От берега, хохоча, побежали купальщики. Тот, кто не был раздет, прятался под навесом, в сразу измокшей и облепившей тело одежде.
Чем дальше ехала машина, тем шире делалась полоса моря. Завиднелись отшлифованные ветром и временем валуны, чем-то похожие на южные кремушки, — только огромные, рябые.
Потом справа медленно стал наплывать крутой спуск — бывший берег морской.
Далеко отступило оно, плоское, северное море, но оставалось собою — северным, гладким. До сих пор лежали валуны на этой каменистой, так тщательно и добро ухоженной земле.
Ветер, вихрь и длинный-длинный шорох листвы.
Все гнулось, вздыбливалось, будто не зная покоя, тоскуя и томясь, будто хотело вбиться в землю, уйти в нее и вместе вырваться из этой земли и полететь куда-то косо, наотмашь, как дождь.
Странно грозовое беспокойство. Оно захватывает и человека. Замирая и словно бы никак не придумав то единственное, что надобно ему сделать, он готов улететь куда-то, как эта соринка, песчинка, хлынуть вниз ливнем, уйти накоротко с еще бьющимся — нет, с еще сильнее-сильнее бьющимся — сердцем туда, где тонкие, белые, едва приметные корешки трав.
Дождь, дождь, дождь… Вот он, его язык — многоголосый и безгласный, — ветра, земли и дальней, спичечной молнии.
Оба они сидели в машине задумавшись.
— Зина, смотрите!
На другой стороне залива показалась верфь — портовые краны, серебряно-тусклые сквозь рябь дождя.
И вдруг, похожая на узкий красный шпагат, провисла над землей радуга. От травы пошел пар.
— Товарищ шофер, нам далеко еще?
— Недалеко…
Под бегущие колеса машины, мягко чиркая, кидался гравий.
Петр Ильич с трудом оторвал от моря глаза и попытался сосредоточиться.
3
Хотя Гроттэ, как говорила Зина, их ждал (и даже назначил для этой встречи день и час), Петр Ильич испытывал неловкость из-за того, что они едут к Гроттэ домой.
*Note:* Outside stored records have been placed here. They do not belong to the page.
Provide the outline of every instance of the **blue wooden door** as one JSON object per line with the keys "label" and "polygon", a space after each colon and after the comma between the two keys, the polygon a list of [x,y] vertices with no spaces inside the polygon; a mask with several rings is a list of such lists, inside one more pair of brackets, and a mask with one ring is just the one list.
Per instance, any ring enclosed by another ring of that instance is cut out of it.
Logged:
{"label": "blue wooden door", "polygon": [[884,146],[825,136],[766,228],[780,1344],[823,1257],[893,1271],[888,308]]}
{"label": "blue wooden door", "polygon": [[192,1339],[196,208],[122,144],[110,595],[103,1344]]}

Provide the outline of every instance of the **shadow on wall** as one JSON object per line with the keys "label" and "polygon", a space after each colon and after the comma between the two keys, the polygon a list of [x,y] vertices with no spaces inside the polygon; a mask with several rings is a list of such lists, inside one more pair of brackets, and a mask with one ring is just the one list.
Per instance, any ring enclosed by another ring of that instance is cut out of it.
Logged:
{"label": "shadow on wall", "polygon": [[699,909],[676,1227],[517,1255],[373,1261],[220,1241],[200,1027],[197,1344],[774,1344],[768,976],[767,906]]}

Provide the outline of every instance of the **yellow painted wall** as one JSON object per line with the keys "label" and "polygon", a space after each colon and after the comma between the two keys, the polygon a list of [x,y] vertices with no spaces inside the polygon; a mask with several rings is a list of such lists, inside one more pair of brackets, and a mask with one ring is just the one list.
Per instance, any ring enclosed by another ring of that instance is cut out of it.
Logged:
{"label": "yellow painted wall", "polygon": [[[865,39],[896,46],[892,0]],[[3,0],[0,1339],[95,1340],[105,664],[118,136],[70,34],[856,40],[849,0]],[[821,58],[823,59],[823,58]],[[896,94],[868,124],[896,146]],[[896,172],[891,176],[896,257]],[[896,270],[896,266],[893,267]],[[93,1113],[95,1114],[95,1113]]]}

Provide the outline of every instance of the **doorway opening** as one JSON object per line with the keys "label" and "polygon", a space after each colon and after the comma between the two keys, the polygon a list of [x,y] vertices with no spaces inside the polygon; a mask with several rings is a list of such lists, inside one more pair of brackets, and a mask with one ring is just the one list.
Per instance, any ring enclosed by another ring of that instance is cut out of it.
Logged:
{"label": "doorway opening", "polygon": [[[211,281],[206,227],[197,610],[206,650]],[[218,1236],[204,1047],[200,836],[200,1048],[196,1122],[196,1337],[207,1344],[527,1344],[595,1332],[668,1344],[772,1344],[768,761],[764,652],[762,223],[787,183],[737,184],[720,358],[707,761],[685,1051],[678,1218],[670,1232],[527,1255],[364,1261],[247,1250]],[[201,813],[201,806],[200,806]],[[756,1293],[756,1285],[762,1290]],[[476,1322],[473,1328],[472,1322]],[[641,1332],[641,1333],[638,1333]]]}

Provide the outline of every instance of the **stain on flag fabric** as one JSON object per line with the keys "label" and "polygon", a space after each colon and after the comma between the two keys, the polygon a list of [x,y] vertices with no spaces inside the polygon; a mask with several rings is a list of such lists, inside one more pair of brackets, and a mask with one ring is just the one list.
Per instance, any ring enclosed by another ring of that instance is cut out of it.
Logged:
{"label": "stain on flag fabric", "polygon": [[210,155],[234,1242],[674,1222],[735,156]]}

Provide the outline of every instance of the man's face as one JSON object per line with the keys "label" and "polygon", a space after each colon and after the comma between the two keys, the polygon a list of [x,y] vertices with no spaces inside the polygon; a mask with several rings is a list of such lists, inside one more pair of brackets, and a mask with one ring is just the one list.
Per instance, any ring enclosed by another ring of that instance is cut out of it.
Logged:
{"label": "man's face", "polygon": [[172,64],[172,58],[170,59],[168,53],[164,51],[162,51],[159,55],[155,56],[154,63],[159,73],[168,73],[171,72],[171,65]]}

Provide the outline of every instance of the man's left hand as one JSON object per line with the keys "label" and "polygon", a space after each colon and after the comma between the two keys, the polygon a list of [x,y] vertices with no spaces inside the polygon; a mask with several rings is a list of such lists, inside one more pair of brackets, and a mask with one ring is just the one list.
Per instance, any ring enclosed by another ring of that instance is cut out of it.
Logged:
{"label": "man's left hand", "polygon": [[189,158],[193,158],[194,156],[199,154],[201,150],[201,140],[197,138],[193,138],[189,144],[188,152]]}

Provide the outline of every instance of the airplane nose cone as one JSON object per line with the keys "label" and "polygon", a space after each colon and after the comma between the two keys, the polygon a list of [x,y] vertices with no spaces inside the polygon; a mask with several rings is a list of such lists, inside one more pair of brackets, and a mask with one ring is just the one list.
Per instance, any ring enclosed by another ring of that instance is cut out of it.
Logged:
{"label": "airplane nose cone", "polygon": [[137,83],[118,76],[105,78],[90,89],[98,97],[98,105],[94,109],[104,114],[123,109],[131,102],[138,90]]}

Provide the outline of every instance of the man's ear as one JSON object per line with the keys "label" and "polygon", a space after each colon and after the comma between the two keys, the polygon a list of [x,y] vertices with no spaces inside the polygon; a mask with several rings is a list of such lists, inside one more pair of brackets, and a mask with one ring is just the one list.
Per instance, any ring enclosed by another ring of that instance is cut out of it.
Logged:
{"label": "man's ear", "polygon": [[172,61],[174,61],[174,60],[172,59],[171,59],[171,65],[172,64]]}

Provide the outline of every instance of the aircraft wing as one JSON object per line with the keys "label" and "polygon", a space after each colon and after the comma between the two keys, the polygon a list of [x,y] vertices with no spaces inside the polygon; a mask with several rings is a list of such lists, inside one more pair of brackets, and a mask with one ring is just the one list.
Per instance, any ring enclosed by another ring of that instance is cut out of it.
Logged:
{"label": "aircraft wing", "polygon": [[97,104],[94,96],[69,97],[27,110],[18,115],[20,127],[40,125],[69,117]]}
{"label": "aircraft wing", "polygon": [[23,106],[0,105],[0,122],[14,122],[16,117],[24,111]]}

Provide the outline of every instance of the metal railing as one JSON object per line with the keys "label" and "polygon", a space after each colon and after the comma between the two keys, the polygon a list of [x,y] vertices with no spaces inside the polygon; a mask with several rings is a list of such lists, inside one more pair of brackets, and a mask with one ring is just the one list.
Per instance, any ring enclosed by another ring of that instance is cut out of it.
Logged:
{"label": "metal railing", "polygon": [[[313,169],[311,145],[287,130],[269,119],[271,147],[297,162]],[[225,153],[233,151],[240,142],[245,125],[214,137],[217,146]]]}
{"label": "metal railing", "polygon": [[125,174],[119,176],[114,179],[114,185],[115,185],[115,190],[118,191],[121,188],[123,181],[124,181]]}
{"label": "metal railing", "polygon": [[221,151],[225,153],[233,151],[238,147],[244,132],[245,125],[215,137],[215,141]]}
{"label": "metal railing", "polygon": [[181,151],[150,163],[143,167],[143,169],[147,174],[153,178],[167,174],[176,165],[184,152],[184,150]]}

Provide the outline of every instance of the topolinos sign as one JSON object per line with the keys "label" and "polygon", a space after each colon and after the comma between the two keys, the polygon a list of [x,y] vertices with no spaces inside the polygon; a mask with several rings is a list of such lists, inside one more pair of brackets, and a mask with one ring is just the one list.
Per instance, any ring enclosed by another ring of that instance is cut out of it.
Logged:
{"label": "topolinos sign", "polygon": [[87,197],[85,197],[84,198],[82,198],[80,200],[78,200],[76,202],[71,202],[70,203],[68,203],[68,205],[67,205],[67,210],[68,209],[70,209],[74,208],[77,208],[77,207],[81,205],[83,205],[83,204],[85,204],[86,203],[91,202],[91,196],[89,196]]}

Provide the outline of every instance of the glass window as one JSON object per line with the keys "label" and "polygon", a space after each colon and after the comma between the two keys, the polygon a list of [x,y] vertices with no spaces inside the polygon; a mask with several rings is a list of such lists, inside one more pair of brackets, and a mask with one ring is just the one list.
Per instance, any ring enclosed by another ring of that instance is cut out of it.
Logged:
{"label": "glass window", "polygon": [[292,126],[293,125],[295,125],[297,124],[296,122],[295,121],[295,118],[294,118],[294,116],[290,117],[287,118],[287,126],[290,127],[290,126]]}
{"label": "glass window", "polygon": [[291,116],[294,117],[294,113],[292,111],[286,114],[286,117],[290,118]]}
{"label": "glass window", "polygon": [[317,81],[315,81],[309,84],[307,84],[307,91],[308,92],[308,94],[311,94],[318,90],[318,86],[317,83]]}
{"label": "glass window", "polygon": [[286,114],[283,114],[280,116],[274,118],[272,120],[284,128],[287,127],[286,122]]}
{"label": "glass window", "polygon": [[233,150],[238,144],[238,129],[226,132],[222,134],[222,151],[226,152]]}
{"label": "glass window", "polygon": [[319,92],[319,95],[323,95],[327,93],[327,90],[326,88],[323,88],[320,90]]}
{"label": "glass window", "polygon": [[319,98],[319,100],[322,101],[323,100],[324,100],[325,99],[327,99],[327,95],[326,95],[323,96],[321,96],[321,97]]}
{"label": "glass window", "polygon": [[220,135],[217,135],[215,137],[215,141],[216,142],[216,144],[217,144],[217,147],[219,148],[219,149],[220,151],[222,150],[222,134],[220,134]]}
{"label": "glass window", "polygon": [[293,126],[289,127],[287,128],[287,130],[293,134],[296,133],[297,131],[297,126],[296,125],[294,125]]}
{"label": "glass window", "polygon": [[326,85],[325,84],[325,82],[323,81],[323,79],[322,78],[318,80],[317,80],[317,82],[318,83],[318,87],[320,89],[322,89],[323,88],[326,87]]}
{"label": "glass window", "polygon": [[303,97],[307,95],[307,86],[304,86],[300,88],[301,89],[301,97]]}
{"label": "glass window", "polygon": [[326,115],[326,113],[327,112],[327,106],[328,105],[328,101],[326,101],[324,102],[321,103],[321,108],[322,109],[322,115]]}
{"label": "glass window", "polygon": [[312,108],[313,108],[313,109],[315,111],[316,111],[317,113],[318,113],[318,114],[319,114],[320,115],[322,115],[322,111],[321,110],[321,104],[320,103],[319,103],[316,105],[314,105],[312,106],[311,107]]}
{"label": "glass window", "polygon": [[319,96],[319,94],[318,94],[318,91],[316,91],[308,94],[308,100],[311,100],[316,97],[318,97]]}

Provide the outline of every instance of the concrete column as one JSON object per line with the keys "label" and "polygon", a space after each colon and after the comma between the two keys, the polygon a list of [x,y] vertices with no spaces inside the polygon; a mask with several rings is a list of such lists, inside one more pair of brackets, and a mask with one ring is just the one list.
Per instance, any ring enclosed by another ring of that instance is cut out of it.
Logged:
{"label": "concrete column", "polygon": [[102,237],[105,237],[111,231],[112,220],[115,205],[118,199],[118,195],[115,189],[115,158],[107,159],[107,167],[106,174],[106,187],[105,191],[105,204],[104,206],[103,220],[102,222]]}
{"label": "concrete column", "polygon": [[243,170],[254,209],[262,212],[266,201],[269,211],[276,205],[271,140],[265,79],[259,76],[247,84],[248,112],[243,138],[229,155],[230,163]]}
Повидать изобретателя на заводе было бы много естественней для Петра Ильича, ибо больше отвечало его понятиям о деликатности.
С Гроттэ договаривалась Вирлас. Ее такту Петр Ильич не очень-то доверял. Она могла, например, воспользовавшись правом женской непосредственности, — которую, кстати, так поощрял Гроттэ! — рассказать ему, что Петр Ильич сильно расстроен (он совершенно теперь одинок — одинок как перст!.. Поссорился с дочерью), могла, сложив руки в перчатках (так виделось это Петру Ильичу), переплетая их между собой пальцами и глядя снизу вверх в глаза Гроттэ, сказать: «Поддержите его, Бенжамен Гугович! Прошу вас, будьте товарищем!»
От одного предположения, что это могло выглядеть примерно так, Петру Ильичу становилось жарко. Конечно, все это было только похоже на правду, только вязалось с характером Зины, сделать этого на самом деле она не могла, потому… Ну потому хотя бы… что была серьезным профессионалом.